The stem cell-type transcriptome of bioenergy sorghum reveals the spatial regulation of secondary cell wall networks

Abstract

AbstractBioenergy sorghum is a low-input, drought-resilient, deep-rooting annual crop that has high biomass yield potential enabling the sustainable production of biofuels, biopower, and bioproducts. Bioenergy sorghum’s 4-5 m stems account for ∼80% of the harvested biomass. Stems accumulate high levels of sucrose that could be used to synthesize bioethanol and useful biopolymers if information about stem cell-type gene expression and regulation was available to enable engineering. To obtain this information, Laser Capture Microdissection (LCM) was used to isolate and collect transcriptome profiles from five major cell types that are present in stems of the sweet sorghum Wray. Transcriptome analysis identified genes with cell-type specific and cell-preferred expression patterns that reflect the distinct metabolic, transport, and regulatory functions of each cell type. Analysis of cell-type specific gene regulatory networks (GRNs) revealed that unique TF families contribute to distinct regulatory landscapes, where regulation is organized through various modes and identifiable network motifs.
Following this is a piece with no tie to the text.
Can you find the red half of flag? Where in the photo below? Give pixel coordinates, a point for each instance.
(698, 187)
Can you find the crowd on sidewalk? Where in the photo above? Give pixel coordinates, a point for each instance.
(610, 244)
Cell-specific transcriptome data was combined with a stem developmental transcriptome dataset to identify the GRN that differentially activates the secondary cell wall (SCW) formation in stem xylem sclerenchyma and epidermal cells. The cell-type transcriptomic dataset provides a valuable source of information about the function of sorghum stem cell types and GRNs that will enable the engineering of bioenergy sorghum stems.